Bonds, unlike stocks, were traditionally traded from broker to broker instead of on centralized exchanges like the New York Stock Exchange. That made getting information in the bond market tough even for traders.
Bloomberg, coming from Salomon, which dominated the bond market at the time, knew this. His company created computer terminals — originally boxy machines — reminiscent of early Apple home computers, that gave traders the ability to share bond prices directly with each other, as well as the tools and background information needed to price all types of bonds.
It was information that many bond traders had never had before and certainly not all in one place. Within a decade the so-called "Bloomberg terminals," which cost each subscriber about $25,000 a year, were ubiquitous on Wall Street. Bloomberg's company added a news division in 1990, but the bulk of its revenue still comes from its terminals, which also offer stock market quotes, copious economic stats and even sports and general news.
As electronic trading has replaced phones on Wall Street, more and more bonds trade hands by way of messages over the terminals' chat function. At the end of 2018, Bloomberg had 330,500 subscribers.
The company's revenue rose an estimated 6% to $10.5 billion, according to the December Burton-Taylor report. How much of that money ends up as profit is a closely guarded secret, but Burton-Taylor estimates the company made $4 billion in operating earnings. As 88% owner, Mike Bloomberg would get about $3.5 billion of that.
This may be the best place to note that this reporter is a former employee of Bloomberg News. A number of former Bloomberg executives who were contacted for this article and declined to comment told CBS MoneyWatch they never saw a financial statement for the company that included its profits. But most everything at Bloomberg gives off the vibe that the company is incredibly profitable. Free food is abundant at all Bloomberg offices, for instance. A former manager of one of Bloomberg News's largest bureaus said top managers readily signed off on expense reports that topped $100,000 a year for several employees.
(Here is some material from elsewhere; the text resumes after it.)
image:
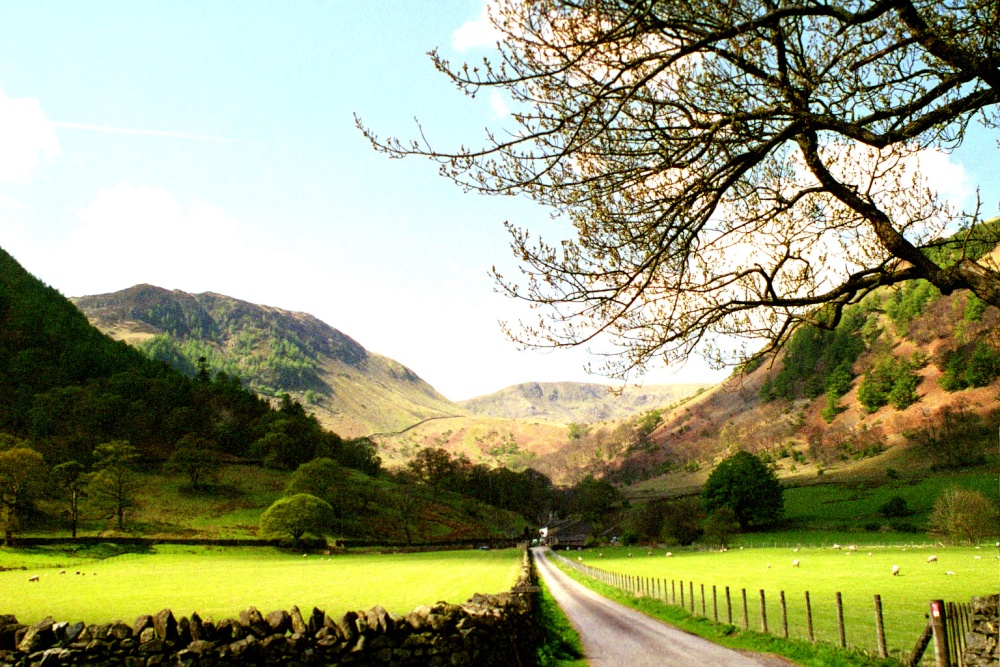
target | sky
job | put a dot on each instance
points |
(212, 147)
Profit margins approaching 40%
A few years ago, Douglas Taylor, who was the head of Burton-Taylor at the time and who had long followed Bloomberg LP's rise, got called into a meeting at the company. He had recently put out a report saying that about 30% of Bloomberg's revenue ends up as profits. That's about three times the average profit margin of companies in the S&P 500.
But in the meeting, the Bloomberg executives told Taylor he was wrong. The company's profit margin was closer to 40%.
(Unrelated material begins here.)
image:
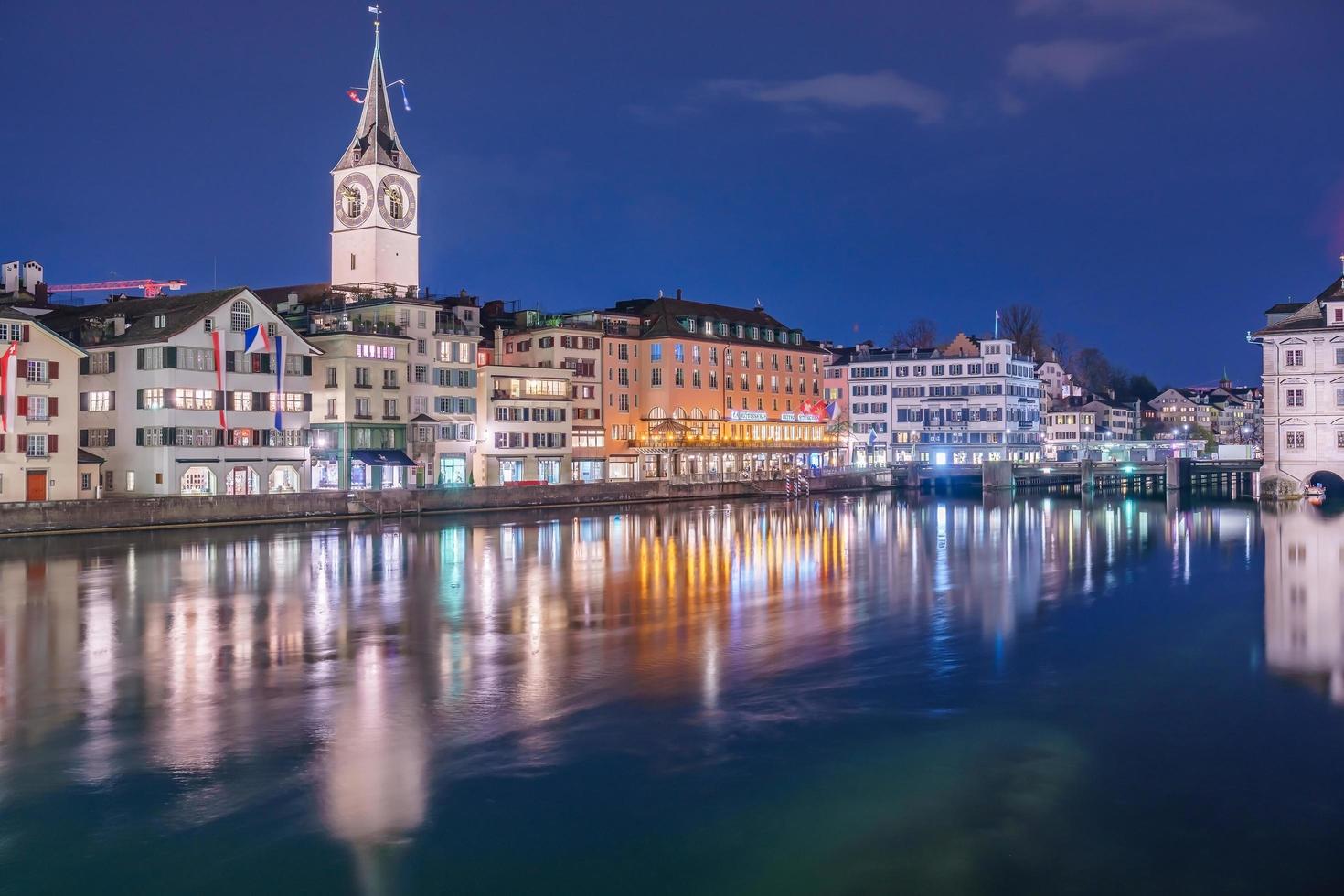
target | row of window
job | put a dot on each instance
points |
(529, 440)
"Bloomberg's success comes from its focus on market data for Wall Street," Taylor told CBS MoneyWatch. "The company wandered a bit a few years ago, but when [Mike] Bloomberg returned from being mayor he refocused the business on the terminal."
Mike Bloomberg's deep pockets, and his seemingly unlimited campaign budget, has helped power his surge in the race for the Democratic nomination. But it could also become a liability. The biggest problem may be how much of his wealth comes from one industry — an industry that doesn't have a great reputation with the average American.
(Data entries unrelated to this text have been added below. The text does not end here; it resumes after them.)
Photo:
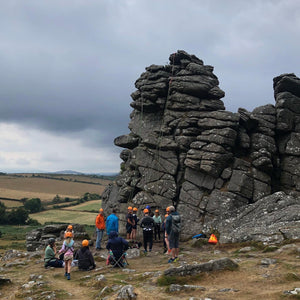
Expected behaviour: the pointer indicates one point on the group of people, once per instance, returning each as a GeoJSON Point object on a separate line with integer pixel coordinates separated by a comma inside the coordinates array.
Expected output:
{"type": "Point", "coordinates": [67, 254]}
{"type": "Point", "coordinates": [151, 225]}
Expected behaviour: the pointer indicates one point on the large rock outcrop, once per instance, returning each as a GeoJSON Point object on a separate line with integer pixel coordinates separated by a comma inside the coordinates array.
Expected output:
{"type": "Point", "coordinates": [185, 149]}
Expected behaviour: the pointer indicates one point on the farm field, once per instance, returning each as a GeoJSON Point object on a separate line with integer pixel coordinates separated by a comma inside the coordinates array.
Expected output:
{"type": "Point", "coordinates": [46, 189]}
{"type": "Point", "coordinates": [93, 205]}
{"type": "Point", "coordinates": [64, 216]}
{"type": "Point", "coordinates": [9, 203]}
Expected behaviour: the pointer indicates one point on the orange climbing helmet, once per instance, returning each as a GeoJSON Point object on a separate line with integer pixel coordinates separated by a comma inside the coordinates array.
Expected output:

Burton-Taylor estimates that about 75% of the company's revenue comes from companies in the financial sector. Government agencies, including foreign ones, are some of Bloomberg's other customers. Advertisers make up much of the rest, touting their luxury goods and services for wealthy financial services workers.
This week, Bloomberg pledged that as president he would push for a tax on financial transactions. He has also proposed a wealth tax. He even said he would consider selling his company through a blind trust.
Such proposals could help deflect accusations that he is too cozy with Wall Street. But it remains to be seen whether a billionaire whose company is still very much tied to the fortunes of Wall Street can win over Main Street.